Home insurance is designed to protect you and your family when you need it most — but all policies have limits and exclusions, and you may want to add extra coverage to make sure you’ll always be protected.
In the insurance world, an “endorsement” is a change to the coverage outlined in your insurance policy. It can add or remove coverage, and it overrules any wording in the policy itself. A “rider” (also known as a floater) is an endorsement that adds coverage for something that was previously excluded from your policy or increases the limit for one of your existing coverages.
Here are five common endorsements you could consider purchasing to extend the protection offered by your home or tenant insurance policy. Specific coverages vary by location and by insurer, so be sure to talk to your licensed broker to find out what’s available to you.
Most home insurance policies exclude damage caused by earthquakes. When added to your policy, the earthquake endorsement provides coverage for your home, your outbuildings (like your detached garage or garden shed), and your personal belongings in the event of an earthquake. Depending on your insurer, the earthquake endorsement may also cover the cost of bringing your home up to current building codes during the repair process, as well as other expenses like debris removal.
Sewer backup endorsement
A sewer backup can be caused by anything from clogged or grease-filled drains to damaged sewer lines — and it can cause sewage to back up into your home. Sewer backup coverage isn’t always included in standard home insurance policies, but it can often be added as an endorsement. The sewer backup endorsement is generally set up to protect you from loss or damage to your property caused by the rupture or escape of water from a sewer, drain, sump pump, or septic system.
Tip: Consider installing a backwater valve in your home to help stop a potential sewer backup in its tracks.
Scheduled personal property endorsement
Most home insurance policies have a maximum limit of coverage for certain types of specialty belongings (like jewelry, collectible sports cards, computer equipment, and bicycles), which is outlined in your policy documents.
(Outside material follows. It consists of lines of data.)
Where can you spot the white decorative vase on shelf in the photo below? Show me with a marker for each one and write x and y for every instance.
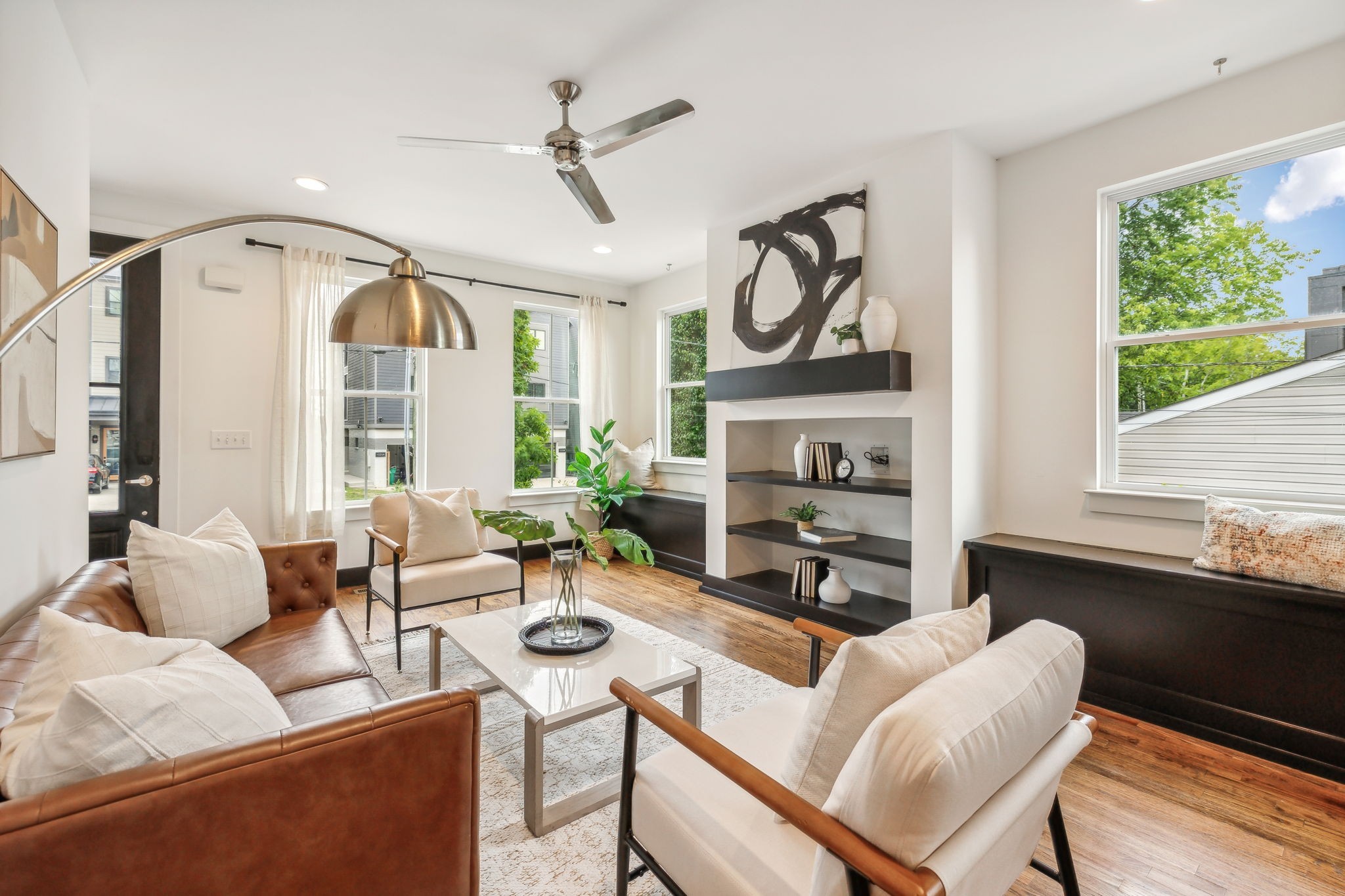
(834, 589)
(801, 456)
(879, 324)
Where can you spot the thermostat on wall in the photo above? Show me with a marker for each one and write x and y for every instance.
(221, 277)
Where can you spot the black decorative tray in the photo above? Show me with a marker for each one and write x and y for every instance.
(537, 637)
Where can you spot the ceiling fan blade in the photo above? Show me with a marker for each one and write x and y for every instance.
(581, 184)
(435, 142)
(646, 124)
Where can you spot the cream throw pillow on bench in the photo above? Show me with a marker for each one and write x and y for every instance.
(440, 530)
(1304, 548)
(209, 585)
(102, 700)
(865, 677)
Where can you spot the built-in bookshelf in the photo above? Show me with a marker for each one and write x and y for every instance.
(762, 482)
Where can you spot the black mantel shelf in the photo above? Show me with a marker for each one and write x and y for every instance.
(875, 548)
(861, 484)
(839, 375)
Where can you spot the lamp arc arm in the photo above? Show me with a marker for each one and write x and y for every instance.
(29, 320)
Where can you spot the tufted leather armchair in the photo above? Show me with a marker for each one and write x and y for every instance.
(322, 806)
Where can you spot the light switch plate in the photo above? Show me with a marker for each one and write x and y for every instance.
(228, 440)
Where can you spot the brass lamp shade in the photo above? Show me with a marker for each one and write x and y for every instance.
(403, 309)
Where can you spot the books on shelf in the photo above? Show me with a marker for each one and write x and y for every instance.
(807, 574)
(822, 461)
(822, 535)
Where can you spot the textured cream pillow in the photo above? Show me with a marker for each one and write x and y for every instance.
(638, 461)
(101, 700)
(865, 677)
(1305, 548)
(934, 758)
(210, 585)
(440, 530)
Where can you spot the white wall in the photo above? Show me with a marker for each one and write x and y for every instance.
(1048, 282)
(45, 148)
(921, 228)
(219, 358)
(648, 303)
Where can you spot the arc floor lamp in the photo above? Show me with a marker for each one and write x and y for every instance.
(403, 309)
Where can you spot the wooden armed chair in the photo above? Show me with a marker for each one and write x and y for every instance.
(699, 834)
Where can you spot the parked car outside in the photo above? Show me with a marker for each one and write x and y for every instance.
(97, 475)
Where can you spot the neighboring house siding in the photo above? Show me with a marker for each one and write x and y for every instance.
(1290, 436)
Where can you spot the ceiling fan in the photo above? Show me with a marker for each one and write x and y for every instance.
(568, 148)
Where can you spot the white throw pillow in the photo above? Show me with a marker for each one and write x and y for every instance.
(638, 461)
(930, 761)
(440, 530)
(1304, 548)
(210, 585)
(101, 700)
(865, 677)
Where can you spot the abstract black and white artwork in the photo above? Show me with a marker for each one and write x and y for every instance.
(29, 372)
(798, 277)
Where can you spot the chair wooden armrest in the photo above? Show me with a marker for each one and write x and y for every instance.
(818, 630)
(847, 845)
(387, 543)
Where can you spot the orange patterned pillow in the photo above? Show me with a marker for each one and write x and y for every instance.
(1305, 548)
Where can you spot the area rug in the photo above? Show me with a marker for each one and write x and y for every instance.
(579, 859)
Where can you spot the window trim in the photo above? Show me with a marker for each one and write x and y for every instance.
(417, 395)
(1114, 496)
(546, 494)
(663, 385)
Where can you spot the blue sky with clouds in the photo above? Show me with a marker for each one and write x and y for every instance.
(1302, 202)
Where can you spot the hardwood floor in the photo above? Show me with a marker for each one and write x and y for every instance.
(1151, 812)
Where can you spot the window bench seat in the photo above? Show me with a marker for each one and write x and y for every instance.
(674, 526)
(1246, 662)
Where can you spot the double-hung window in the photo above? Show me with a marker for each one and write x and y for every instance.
(384, 409)
(1223, 351)
(682, 359)
(546, 395)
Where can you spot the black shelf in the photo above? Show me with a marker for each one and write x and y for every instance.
(866, 547)
(839, 375)
(768, 591)
(860, 484)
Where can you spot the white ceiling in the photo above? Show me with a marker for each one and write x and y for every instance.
(221, 104)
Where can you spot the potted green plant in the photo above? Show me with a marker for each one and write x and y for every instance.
(805, 515)
(567, 563)
(592, 473)
(849, 337)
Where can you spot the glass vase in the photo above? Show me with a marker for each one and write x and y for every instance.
(567, 597)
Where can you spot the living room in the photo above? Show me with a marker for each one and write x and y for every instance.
(1032, 301)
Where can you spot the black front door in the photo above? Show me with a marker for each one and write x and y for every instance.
(123, 398)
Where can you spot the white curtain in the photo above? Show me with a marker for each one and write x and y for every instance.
(595, 368)
(307, 453)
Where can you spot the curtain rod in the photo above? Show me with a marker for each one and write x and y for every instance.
(470, 281)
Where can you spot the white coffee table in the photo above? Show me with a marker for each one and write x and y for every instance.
(557, 692)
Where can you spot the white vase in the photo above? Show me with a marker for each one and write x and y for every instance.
(834, 589)
(879, 324)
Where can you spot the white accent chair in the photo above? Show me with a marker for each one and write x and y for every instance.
(430, 585)
(946, 794)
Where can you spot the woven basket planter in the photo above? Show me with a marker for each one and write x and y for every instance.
(602, 545)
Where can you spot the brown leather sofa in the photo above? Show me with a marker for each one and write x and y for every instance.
(362, 794)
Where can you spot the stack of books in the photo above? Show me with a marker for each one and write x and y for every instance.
(822, 461)
(822, 535)
(808, 574)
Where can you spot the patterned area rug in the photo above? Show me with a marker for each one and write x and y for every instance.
(579, 859)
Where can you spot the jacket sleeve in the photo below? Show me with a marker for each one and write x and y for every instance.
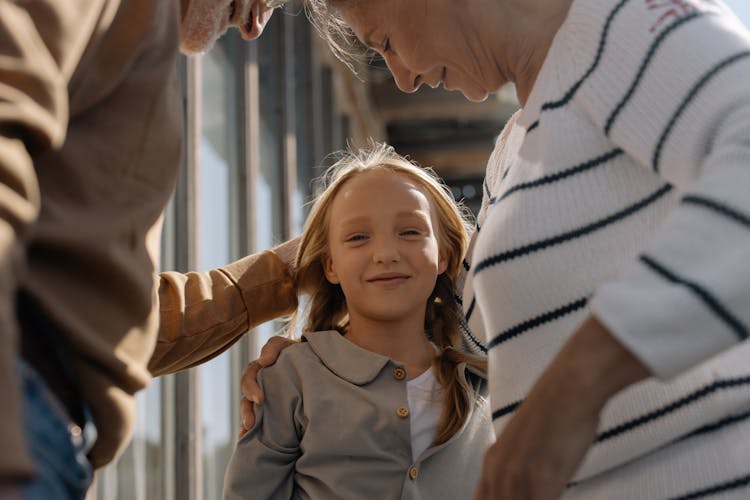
(686, 117)
(203, 314)
(41, 44)
(263, 463)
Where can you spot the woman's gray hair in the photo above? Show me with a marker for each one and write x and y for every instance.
(324, 15)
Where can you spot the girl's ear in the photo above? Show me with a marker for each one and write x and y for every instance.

When the value of your belongings in these specialty categories is higher than the limits in your policy (or if you want to change something else about your coverage, like the deductible), you’ll need to make a change to your policy. When you add extra coverage or change your existing coverage for specialty items, the items are “scheduled” in your policy.
Tip: Learn how to get the right coverage for your jewelry, plus a few simple ways to protect your precious jewels and prevent a loss before it happens.
Home-based business endorsement
When you’re planning to launch your own home-based business, it’s important to contact your licensed home insurance broker and let them in on your plans before you get started. Business activities (even small-scale ones) aren’t typically covered by standard home insurance policies. Not only does this mean you won’t be protected in a business-related emergency, but your insurance company could even cancel your home insurance policy. The good news is, depending on the kind (and size) of business you’re planning on launching, you may be able to add a home-based business endorsement to your home insurance policy instead of purchasing a full commercial insurance policy.
Tip: If you’re planning on making your business dreams a reality, learn about the four things you need to know about insurance before you start your home-based business.
If you use or own a boat, adding a watercraft endorsement to your home insurance policy provides coverage for damage to your boat (while you’re using it or while it’s docked) and liability coverage. This endorsement generally applies to smaller boats used for recreation, and larger boats like yachts require separate policies.